THE CANADIAN PRESS
RENEWS-CAPPAHAYDEN, N.L. - Prime Minister Stephen Harper says an attack that killed three aid workers in Afghanistan - including two Canadians - is a reminder of the Taliban's brutality.
The three women, working for the New York-based International Rescue Committee, were shot several times while in a truck on its way to Kabul .
One was identified as a Canadian and another as a British-Canadian. The third woman was from Trinidad. The gunmen also killed their Afghan driver.
"I want to first of all express my condolences to the families of these murdered humanitarian workers," Harper said Wednesday during a visit to eastern Newfoundland.
"This is obviously an outrage, a terribly brutal act, which I think should remind everybody of the brutality of the Taliban and the danger that everybody there faces - not just military people but all those who are there trying to help rebuild this country."

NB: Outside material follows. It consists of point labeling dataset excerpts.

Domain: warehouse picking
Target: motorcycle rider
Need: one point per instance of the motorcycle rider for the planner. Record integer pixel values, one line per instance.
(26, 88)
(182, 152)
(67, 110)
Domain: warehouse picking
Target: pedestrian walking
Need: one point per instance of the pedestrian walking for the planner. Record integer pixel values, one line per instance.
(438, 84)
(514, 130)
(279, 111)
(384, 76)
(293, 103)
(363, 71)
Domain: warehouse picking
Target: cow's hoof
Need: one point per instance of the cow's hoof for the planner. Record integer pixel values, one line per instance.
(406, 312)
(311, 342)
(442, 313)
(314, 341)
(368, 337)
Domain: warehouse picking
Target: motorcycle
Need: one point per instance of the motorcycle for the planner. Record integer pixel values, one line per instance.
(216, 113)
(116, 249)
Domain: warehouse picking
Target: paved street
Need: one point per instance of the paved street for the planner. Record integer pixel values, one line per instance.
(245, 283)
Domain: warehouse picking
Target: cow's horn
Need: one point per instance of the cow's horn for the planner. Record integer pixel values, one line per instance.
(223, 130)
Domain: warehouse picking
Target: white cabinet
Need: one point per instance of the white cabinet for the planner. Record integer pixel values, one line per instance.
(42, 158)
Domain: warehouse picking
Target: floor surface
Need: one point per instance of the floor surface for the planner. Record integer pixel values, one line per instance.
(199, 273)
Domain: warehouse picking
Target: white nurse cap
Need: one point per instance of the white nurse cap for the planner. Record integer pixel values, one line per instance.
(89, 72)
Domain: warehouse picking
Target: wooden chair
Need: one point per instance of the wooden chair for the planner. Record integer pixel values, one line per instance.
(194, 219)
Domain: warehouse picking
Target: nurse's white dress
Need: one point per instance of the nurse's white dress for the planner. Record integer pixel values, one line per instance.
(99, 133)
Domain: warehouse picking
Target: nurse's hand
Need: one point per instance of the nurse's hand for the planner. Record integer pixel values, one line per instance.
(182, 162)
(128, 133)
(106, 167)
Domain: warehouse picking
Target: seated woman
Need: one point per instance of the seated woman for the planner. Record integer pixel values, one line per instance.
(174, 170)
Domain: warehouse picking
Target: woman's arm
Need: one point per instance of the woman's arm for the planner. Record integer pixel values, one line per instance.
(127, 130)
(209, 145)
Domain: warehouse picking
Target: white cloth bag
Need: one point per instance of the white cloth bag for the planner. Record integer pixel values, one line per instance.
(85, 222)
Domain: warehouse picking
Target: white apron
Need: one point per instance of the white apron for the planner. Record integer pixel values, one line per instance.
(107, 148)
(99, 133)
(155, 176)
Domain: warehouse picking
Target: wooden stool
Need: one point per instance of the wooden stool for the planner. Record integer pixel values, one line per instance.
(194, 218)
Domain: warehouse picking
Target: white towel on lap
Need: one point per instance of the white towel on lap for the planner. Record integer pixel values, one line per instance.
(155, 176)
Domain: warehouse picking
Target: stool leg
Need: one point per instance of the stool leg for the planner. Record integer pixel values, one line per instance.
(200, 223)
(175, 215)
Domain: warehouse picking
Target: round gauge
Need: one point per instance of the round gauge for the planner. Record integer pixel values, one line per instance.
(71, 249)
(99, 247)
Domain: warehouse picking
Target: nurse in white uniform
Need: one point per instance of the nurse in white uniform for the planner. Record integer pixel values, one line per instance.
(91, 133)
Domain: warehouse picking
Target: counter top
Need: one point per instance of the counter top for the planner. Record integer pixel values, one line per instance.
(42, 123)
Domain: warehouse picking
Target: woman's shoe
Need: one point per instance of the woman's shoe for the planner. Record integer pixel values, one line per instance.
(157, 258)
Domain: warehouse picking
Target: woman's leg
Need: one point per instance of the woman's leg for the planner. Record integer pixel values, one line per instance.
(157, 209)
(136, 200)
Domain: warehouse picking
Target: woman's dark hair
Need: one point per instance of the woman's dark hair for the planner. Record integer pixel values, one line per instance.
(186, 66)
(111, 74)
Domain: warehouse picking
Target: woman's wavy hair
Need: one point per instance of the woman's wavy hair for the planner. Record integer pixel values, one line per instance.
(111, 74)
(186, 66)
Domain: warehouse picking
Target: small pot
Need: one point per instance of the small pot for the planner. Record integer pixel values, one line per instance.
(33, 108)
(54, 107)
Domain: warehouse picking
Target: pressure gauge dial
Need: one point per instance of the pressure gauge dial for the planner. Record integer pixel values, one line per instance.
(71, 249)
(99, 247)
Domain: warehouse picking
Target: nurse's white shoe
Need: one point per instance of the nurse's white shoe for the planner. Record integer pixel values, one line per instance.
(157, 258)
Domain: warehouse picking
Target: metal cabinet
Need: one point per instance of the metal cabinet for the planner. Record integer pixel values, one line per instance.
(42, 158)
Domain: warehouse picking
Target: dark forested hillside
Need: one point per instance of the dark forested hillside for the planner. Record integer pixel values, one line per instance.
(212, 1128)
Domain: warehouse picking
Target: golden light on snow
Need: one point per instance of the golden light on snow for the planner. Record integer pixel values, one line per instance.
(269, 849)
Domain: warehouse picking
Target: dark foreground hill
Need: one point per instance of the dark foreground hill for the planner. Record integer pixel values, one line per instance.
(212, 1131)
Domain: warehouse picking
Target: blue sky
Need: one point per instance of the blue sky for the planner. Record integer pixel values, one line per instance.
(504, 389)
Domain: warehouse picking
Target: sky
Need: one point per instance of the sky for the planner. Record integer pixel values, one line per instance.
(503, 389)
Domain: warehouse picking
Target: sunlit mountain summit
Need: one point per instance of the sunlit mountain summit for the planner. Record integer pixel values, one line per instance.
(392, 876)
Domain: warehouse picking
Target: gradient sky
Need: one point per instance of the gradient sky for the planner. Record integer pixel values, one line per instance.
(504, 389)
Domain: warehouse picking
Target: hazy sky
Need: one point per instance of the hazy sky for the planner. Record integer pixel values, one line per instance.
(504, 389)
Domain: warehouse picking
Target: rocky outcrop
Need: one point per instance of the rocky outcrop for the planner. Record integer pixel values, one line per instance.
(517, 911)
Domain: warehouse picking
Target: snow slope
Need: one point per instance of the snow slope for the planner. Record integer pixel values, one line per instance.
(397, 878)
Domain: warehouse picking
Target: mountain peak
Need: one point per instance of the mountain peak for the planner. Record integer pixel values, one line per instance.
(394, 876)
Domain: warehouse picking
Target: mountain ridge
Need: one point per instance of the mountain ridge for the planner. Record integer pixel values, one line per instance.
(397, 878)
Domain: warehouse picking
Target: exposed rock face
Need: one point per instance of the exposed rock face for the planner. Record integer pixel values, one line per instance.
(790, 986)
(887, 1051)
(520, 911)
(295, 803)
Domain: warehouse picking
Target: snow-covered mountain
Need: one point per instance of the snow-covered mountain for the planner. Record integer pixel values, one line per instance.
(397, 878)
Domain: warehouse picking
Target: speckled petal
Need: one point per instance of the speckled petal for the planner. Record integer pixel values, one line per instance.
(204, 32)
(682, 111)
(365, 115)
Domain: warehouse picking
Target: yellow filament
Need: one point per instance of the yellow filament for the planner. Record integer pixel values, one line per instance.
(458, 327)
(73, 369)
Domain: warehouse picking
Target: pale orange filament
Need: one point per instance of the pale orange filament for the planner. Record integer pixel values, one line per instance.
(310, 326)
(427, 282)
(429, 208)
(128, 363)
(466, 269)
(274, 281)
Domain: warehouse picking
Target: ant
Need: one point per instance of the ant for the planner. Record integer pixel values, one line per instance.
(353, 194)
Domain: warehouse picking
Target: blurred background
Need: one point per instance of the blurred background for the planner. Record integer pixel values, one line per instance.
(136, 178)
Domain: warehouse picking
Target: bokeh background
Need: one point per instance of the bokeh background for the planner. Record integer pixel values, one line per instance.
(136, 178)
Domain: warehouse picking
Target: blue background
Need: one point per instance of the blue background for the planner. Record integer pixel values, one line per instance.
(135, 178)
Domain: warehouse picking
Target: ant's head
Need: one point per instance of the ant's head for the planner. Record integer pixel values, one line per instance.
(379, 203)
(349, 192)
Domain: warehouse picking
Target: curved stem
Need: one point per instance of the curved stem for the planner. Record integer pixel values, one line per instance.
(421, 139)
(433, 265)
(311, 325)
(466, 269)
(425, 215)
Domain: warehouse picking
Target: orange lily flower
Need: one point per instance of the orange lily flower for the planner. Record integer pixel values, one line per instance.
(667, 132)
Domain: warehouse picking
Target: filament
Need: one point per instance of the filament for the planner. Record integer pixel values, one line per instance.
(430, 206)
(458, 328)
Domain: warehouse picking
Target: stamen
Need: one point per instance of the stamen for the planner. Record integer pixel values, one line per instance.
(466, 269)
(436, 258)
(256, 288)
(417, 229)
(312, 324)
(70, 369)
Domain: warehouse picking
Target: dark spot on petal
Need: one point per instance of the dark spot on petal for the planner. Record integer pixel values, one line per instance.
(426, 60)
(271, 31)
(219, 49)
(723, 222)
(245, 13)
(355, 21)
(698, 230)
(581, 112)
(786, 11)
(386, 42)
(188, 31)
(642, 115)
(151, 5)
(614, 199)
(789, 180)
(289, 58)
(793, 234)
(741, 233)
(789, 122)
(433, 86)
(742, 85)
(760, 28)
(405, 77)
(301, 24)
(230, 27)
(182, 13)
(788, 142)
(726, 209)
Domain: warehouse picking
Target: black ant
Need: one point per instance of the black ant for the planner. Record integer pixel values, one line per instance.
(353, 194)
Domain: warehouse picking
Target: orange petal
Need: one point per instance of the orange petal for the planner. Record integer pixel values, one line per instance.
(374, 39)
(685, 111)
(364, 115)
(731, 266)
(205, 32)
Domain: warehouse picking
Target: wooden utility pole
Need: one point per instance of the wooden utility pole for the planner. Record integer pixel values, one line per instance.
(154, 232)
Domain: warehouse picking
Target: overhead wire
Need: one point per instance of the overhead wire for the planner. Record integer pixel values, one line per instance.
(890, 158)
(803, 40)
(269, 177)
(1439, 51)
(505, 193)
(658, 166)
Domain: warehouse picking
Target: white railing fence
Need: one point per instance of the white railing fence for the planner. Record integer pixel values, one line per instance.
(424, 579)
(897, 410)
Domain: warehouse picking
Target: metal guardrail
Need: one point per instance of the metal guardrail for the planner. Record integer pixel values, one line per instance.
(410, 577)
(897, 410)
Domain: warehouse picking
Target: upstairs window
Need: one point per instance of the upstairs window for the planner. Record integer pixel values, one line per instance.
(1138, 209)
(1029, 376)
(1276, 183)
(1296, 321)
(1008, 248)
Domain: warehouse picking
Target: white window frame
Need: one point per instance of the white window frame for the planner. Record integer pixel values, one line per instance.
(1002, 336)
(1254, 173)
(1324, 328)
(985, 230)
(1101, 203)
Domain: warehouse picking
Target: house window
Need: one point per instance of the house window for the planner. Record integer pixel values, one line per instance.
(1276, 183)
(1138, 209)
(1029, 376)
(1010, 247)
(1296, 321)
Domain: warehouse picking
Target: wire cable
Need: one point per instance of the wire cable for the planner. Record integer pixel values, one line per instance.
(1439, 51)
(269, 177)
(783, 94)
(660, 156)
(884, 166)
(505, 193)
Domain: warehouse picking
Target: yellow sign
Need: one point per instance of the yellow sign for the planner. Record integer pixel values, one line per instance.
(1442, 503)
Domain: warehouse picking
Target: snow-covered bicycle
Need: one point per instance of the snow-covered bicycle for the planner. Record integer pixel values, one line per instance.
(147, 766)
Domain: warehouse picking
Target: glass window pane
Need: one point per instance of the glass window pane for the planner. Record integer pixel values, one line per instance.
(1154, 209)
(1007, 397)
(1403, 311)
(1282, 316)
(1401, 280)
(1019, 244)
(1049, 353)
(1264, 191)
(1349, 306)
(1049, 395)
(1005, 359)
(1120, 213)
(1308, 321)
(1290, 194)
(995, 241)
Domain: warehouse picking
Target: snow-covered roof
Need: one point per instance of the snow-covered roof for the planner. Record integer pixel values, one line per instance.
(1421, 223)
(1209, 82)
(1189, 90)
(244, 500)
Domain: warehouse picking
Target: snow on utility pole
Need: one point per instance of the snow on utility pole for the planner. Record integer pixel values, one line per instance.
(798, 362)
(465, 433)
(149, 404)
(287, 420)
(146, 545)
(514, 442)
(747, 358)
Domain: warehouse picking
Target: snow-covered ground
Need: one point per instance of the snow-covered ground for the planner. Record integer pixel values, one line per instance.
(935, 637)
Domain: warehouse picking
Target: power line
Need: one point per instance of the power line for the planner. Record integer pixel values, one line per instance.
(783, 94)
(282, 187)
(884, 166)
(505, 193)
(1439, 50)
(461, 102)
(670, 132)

Michael Kocher, the aid agency's vice-president of international programs, identified the 40-year-old British-Canadian as Jacqueline Kirk of Outremont, Que. She had been the agency's education adviser since 2004, he said.
The other Canadian killed was identified as Shirley Case, 30, of Williams Lake, B.C. She had been in Afghanistan for just more than two months, the IRC stated on its website.
Gordon Campbell, premier of Case's home province of British Columbia, issued a statement offering condolences to her family and speaking out against the attack.
"This was a despicable, senseless and cowardly attack on people who were working to improve the lives of some of the most disadvantaged people in Afghanistan - women and girls, and children with disabilities who live in conflict zones," Campbell said. "I join the international community in condemning this brutal act."
Also killed was Nicole Dial, 32, a dual citizen of Trinidad and the United States, who was the IRC's co-ordinator for children's program.
The driver killed was Mohammad Aimal, 25, who had worked for the IRC for five years.
The Taliban claimed responsibility for the killing, saying the target was two vehicles of "the foreign invader forces."
"They were not working for the interests of Afghanistan and they belonged to those countries whose forces ... took Afghanistan's freedom," Taliban spokesman Zabiullah Mujahid told The Associated Press in a phone call from an undisclosed location.
Mujahid called the women spies, a frequent Taliban accusation.
Witnesses say Taliban fighters armed Kalashnikov rifles fired dozens of bullets into the aid agency's clearly marked SUV as it travelled on the main road south of Kabul in Logar province.
Harper declined to answer other questions while attending a battle re-enactment in the town of Renews-Cappahayden, about 70 kilometres south of St. John's.